Mlxtend.regressor

mlxtend version: 0.23.1

LinearRegression

LinearRegression(method='direct', eta=0.01, epochs=50, minibatches=None, random_seed=None, print_progress=0)

普通最小二乘线性回归.

Parameters

method : string (默认: 'direct')

对于基于梯度下降的优化,使用 sgd（参见 minibatch 参数以获取更多选项）.否则,如果使用 direct（默认）,则使用解析方法.对于替代的数值上更稳定的解决方案,使用 qr（QR 分解）或 svd（奇异值分解）.
eta : float (默认: 0.01)

求解器学习率（介于 0.0 和 1.0 之间）.与 method = 'sgd' 一起使用.（参见 methods 参数以获取详细信息）
epochs : int (默认: 50)

训练数据集的遍历次数. 在每次遍历之前,如果 minibatches > 1,数据集会被打乱以防止随机梯度下降中的循环.与 method = 'sgd' 一起使用.（参见 methods 参数以获取详细信息）
minibatches : int (默认: None)

基于梯度优化的最小批次数量. 如果为 None:直接方法、QR 或 SVD 方法（参见 method 参数以获取详细信息）如果为 1:梯度下降学习如果为 len(y):随机梯度下降学习如果 1 < minibatches < len(y):小批次学习
random_seed : int (默认: None)

设置随机状态以用于打乱和初始化权重.与 method = 'sgd' 一起使用.（参见 methods 参数以获取详细信息）
print_progress : int (默认: 0)

如果 method = 'sgd',打印拟合进度到标准错误. 0: 无输出 1: 已用轮数和成本 2: 1 加上已用时间 3: 2 加上预计完成时间

Attributes

w_ : 2d-array, shape={n_features, 1}

拟合后的模型权重.
b_ : 1d-array, shape={1,}

拟合后的偏置单元.
cost_ : list

每轮后的平方误差和; 如果求解器为 'normal equation',则忽略此项

Examples

有关使用示例,请参见 https://rasbt.github.io/mlxtend/user_guide/regressor/LinearRegression/

Methods

fit(X, y, init_params=True)

学习训练数据中的模型.

Parameters

X : {array-like, sparse matrix}, shape = [n_samples, n_features]

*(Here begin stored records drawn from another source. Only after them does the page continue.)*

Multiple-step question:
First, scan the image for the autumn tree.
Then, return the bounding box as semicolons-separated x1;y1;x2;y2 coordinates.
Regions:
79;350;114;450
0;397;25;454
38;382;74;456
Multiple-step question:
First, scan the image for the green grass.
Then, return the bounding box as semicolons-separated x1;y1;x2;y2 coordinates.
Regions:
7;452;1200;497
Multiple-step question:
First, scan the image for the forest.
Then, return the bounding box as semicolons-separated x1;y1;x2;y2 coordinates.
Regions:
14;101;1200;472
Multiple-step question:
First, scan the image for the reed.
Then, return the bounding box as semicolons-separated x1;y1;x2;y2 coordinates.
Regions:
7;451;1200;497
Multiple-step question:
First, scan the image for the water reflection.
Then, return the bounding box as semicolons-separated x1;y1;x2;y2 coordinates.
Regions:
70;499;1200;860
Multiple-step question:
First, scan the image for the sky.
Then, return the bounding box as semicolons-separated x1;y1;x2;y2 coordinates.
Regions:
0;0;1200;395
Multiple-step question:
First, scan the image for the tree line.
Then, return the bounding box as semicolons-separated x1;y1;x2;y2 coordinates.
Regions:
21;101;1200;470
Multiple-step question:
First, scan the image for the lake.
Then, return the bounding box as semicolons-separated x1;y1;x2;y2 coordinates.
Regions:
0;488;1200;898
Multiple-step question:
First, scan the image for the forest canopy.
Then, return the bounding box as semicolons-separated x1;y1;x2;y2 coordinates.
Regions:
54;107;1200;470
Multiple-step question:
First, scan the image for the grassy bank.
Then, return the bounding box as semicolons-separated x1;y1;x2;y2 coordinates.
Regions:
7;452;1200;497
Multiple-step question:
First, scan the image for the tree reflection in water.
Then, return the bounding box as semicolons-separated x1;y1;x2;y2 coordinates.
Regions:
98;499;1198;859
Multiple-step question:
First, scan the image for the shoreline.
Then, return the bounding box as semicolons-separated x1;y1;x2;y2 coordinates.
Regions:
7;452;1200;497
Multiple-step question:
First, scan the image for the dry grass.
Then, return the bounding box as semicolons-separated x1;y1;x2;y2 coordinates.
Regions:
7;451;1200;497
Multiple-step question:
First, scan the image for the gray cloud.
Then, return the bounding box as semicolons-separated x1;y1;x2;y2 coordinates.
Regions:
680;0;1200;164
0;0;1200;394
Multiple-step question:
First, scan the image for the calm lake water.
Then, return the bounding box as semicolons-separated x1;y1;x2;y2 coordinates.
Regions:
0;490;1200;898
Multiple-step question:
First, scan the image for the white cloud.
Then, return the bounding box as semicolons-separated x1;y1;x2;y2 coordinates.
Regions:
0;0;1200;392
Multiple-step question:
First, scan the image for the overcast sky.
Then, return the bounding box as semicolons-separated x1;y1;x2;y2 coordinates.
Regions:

训练向量,其中 n_samples 是样本数量,n_features 是特征数量.
y : array-like, shape = [n_samples]

目标值.
init_params : bool (default: True)

在拟合之前重新初始化模型参数. 设置为 False 以继续使用先前模型拟合的权重进行训练.

Returns

self : object

get_params(deep=True)

获取此估计器的参数.

Parameters

deep : boolean, 可选

如果为 True,将返回此估计器及其包含的作为估计器的子对象的参数.

Returns

params : 字符串到任意类型的映射

参数名称映射到其值.

改编自 https://github.com/scikit-learn/scikit-learn/blob/master/sklearn/base.py 作者: Gael Varoquaux gael.varoquaux@normalesup.org 许可证: BSD 3 条款

predict(X)

预测目标值.

Parameters

X : {array-like, sparse matrix}, shape = [n_samples, n_features]

训练向量,其中 n_samples 是样本数量,n_features 是特征数量.

Returns

target_values : array-like, shape = [n_samples]

预测的目标值.

set_params(params)

设置此估计器的参数. 该方法适用于简单估计器以及嵌套对象（如管道）. 后者具有形式为<组件>__<参数>的参数,以便可以更新嵌套对象的每个组件.

Returns

self

改编自
https://github.com/scikit-learn/scikit-learn/blob/master/sklearn/base.py
作者: Gael Varoquaux <gael.varoquaux@normalesup.org>
许可证: BSD 3条款

StackingCVRegressor

StackingCVRegressor(regressors, meta_regressor, cv=5, shuffle=True, random_state=None, verbose=0, refit=True, use_features_in_secondary=False, store_train_meta_features=False, n_jobs=None, pre_dispatch='2n_jobs', multi_output=False)*

scikit-learn估计器的'Stacking Cross-Validation'回归器.

Parameters

regressors : array-like, shape = [n_regressors]

回归器列表. 调用StackingCVRegressor的fit方法将拟合这些原始回归器的克隆, 这些克隆将存储在类属性self.regr_中.
meta_regressor : object

用于拟合回归器集合的元回归器
cv : int, 交叉验证生成器或可迭代对象, 可选 (默认: 5)

确定交叉验证的分割策略. cv的可能输入包括: - None,使用默认的5折交叉验证, - 整数,指定KFold中的折数, - 用作交叉验证生成器的对象. - 产生训练、测试分割的可迭代对象. 对于整数/None输入,将使用KFold交叉验证
shuffle : bool (默认: True)

如果为True,并且cv参数为整数,训练数据将在交叉验证之前进行洗牌. 如果cv参数是特定的交叉验证技术,则忽略此参数.
random_state : int, RandomState实例或None, 可选 (默认: None)

控制cv分割器的随机性.当cv为整数且shuffle=True时使用. 在v0.16.0中新增.
verbose : int, 可选 (默认=0)

控制构建过程的详细程度.在v0.16.0中新增.
refit : bool (默认: True)

如果为True（默认）,则为堆叠回归克隆回归器, 否则使用原始回归器,这些回归器将在调用fit方法时在数据集上重新拟合. 如果你使用的是支持scikit-learn fit/predict API接口但不兼容scikit-learn的clone函数的估计器, 建议设置refit=False.
use_features_in_secondary : bool (默认: False)

如果为True,元回归器将在原始回归器的预测和原始数据集上进行训练. 如果为False,元回归器将仅在原始回归器的预测上进行训练.
store_train_meta_features : bool (默认: False)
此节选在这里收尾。